Let’s say you already have two pages, and you want to see which one works better. For example, you’re launching a newsletter and you have two different versions of a potential landing page. Do split testing – and you’ll understand which landing page performs the best within that campaign.

You can include more than two variations in an A/B test

If you want to test more than two variations, conduct an A/B/n test. This can be used to compare the effectiveness of three or more variations, rather than testing each variation against the same control variation (i.e. running a chain of independent A/B tests). If your site has high traffic, you can use A/B/n testing to test many variations at once, thereby reducing testing time and getting results faster.

However, I don’t recommend making too many changes to a variation. If you make only the most important and meaningful changes, the results of the experiment will make it easier for you to understand possible cause-effect relationships. And if you want to test a number of changes at once, conduct a multivariate test instead.

What is multivariate testing?

Multivariate tests allow you to test changes in several sections of a page at once. To understand the principle, conduct a multivariate test on one of your webpages: change a couple of elements on it. In the first variation, replace the main photo on the feedback form page. In the second variation, add a video to the page. Now the system will generate another possible variation based on your changes – with a video AND a feedback form.

You will have 2 x 2 = 4 versions of the page

V1 – control version (without feedback form and video)

V2 – a variation with the feedback form

V3 – variation with video

V4 – variation with feedback form + video

Because multivariate testing checks all possible combinations, we do not recommend adding many variations – unless you have a site with very, very high traffic. If you conduct multivariate testing with many variables on a site with low traffic, there is a risk of getting insufficiently meaningful results on which you will not be able to draw any meaningful conclusions. This type of testing requires at least several thousand visits per month.

What test to use depending on the situation

An A/B test will help you find answers to questions like, “which of these two variations of the page do visitors respond better to?”

And multivariate tests can help answer such questions:

  • Do visitors respond better to the video or the feedback form?
  • Or does only the feedback form work better, without the video?
  • Or is it better to keep the video and remove the feedback form?

How to evaluate the effectiveness of an A/B testing platform

To evaluate the effectiveness of an A/B testing platform, you can do an A/A test. To do this, you need to create two identical versions of the page and run the A/B test. Ideally, the system should respond that both variations showed approximately the same results. Read more about A/A tests here.
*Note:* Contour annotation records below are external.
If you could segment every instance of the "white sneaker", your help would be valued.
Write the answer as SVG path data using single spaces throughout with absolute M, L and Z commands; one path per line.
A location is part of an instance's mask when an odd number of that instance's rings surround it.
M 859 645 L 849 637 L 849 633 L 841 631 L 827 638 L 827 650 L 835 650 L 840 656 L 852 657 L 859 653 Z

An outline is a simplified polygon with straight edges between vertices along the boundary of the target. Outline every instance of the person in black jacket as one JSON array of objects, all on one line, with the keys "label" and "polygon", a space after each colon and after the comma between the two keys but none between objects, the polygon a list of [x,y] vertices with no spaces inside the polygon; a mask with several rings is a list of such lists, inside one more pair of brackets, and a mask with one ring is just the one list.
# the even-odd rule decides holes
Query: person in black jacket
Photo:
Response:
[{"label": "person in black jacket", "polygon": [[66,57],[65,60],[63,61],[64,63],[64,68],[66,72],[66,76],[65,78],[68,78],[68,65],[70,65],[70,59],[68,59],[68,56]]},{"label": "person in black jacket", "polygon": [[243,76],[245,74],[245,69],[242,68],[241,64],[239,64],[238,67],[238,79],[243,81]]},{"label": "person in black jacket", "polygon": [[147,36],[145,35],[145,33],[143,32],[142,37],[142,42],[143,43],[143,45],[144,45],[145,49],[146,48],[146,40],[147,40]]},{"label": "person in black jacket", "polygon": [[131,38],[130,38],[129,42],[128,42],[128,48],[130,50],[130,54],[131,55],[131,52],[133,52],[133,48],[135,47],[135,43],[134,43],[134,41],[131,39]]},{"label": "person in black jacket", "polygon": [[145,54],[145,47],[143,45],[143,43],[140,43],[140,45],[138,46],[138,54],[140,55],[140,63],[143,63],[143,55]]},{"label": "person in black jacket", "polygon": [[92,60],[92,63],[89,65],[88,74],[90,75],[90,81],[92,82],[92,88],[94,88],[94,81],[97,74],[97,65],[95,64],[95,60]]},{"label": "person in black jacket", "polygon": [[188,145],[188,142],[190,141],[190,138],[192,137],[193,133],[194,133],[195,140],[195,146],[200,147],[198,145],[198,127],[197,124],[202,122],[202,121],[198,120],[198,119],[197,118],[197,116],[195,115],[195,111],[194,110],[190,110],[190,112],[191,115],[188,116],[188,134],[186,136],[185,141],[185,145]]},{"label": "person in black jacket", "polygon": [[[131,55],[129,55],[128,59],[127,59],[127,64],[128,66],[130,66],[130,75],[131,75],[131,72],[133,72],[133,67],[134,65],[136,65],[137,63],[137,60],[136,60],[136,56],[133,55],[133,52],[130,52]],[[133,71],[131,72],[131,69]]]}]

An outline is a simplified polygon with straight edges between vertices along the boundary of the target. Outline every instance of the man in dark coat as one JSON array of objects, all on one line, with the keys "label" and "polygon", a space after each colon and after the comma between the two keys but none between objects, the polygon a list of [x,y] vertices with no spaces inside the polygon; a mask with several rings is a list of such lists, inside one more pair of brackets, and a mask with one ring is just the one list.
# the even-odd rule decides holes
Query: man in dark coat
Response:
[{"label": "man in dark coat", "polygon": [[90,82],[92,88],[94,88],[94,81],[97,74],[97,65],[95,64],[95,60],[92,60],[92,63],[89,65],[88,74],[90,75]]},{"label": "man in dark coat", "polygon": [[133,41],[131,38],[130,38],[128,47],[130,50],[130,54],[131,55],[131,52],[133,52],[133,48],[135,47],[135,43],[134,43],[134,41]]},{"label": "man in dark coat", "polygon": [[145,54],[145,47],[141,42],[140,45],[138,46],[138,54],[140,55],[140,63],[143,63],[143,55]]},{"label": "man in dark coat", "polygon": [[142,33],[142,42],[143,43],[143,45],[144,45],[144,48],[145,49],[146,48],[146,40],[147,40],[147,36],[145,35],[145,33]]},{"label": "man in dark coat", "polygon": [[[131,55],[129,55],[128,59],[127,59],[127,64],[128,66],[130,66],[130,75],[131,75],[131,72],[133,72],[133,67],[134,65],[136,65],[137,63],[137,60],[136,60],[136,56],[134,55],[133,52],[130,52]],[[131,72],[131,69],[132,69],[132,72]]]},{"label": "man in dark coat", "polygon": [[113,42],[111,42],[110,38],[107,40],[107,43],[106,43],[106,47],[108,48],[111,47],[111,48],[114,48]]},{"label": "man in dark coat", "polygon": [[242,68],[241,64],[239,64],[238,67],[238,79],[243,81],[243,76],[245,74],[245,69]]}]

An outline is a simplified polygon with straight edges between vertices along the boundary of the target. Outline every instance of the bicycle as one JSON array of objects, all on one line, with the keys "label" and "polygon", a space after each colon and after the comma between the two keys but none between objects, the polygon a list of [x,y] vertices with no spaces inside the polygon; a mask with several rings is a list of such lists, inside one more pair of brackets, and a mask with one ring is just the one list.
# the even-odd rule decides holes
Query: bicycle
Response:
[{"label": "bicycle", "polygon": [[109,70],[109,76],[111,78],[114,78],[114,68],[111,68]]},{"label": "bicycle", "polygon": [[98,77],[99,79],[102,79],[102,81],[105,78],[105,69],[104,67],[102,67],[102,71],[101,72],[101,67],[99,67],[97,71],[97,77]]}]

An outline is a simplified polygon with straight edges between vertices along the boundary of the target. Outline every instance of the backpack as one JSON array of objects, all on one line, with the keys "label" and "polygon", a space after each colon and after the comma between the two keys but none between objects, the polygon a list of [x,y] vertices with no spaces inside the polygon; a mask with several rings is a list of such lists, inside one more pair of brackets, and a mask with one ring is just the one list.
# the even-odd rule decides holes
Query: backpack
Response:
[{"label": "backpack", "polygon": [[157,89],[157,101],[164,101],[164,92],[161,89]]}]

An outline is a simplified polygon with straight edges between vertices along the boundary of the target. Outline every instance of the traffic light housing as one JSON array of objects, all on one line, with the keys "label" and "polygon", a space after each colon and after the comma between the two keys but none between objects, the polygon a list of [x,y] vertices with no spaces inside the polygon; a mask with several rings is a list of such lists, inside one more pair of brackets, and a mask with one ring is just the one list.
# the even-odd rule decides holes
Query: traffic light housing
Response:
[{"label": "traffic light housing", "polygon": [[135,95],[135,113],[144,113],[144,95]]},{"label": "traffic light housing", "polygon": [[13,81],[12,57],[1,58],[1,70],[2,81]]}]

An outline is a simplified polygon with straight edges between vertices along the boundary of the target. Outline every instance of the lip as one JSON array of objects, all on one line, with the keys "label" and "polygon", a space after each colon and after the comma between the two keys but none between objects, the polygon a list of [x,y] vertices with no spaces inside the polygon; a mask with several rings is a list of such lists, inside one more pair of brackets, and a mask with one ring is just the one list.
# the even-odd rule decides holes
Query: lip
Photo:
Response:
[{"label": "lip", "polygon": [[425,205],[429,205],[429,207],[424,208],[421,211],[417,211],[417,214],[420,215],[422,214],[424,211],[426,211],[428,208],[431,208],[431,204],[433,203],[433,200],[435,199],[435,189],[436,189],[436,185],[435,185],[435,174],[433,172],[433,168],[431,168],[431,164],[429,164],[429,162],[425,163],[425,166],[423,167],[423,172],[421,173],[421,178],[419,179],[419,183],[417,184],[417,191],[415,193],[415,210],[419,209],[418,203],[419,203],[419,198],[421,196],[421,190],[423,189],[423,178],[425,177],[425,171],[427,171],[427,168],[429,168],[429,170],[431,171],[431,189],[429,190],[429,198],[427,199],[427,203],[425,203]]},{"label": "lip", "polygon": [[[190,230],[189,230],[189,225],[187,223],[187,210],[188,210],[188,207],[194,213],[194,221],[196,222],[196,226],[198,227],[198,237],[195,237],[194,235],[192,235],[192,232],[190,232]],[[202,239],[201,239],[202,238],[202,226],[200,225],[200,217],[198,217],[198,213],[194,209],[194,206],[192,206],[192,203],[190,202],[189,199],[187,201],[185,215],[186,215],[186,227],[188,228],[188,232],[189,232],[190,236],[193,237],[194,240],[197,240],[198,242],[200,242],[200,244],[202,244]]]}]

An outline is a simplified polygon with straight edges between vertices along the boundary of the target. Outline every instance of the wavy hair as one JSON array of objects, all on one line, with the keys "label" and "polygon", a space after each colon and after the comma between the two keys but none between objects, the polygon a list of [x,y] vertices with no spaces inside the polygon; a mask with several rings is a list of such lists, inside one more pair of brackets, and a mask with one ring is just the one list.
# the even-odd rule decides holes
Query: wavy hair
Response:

The path to successful A/B tests

“I didn’t fail the test, I just found 100 ways to do it wrong” – Benjamin Franklin

When conducting A/B testing, a clear and adequate methodology is very important. Only then can we trust the test results and make effective decisions based on them. A/B testing gives us a framework that allows us to compare the reaction of site visitors to different variations of pages, and if one of the variations works better – to establish the statistical significance of the result and to some extent causality.